SEOUL (Reuters) - North Korea accused South Korea on Tuesday of abducting its citizens in China, four days after South Korea said 13 workers at restaurant run by the North had defected.
North Korea said the abduction of its citizens was an unacceptable provocation and it demanded their return.
“We sternly denounce the group abduction of the citizens of the DPRK as a hideous crime against its dignity and social system and the life and security of its citizens,” the North’s KCNA news agency quoted a spokesman of its Red Cross Society as saying.
DPRK stand for the Democratic People’s Republic of Korea, the North’s official name.
South Korea said on Friday that 13 workers at a restaurant run by the North in an unidentified country had defected, a case it described as unprecedented, adding that the 13 had arrived in the South a day earlier.

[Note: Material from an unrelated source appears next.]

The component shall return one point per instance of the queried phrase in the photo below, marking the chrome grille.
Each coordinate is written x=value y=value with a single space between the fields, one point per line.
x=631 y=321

South Korea did not say where the 13 had worked. China said on Monday that 13 North Koreans had been there and had left lawfully. It did not say if they were the same group.
The North’s Red Cross Society said the group was employed at a restaurant in the Chinese city of Ningbo, and they were taken to a Southeast Asian country before being flown to South Korea.
It did not say how many people were in the group.
News of the defections came during a period of tension on the Korean peninsula following the North’s fourth nuclear test in January and a long-range rocket launch the next month.
The two Koreas have been fierce rivals since the 1950-53 Korean War and about 29,000 people had fled from North Korea and arrived in the South, since then, including 1,276 last year.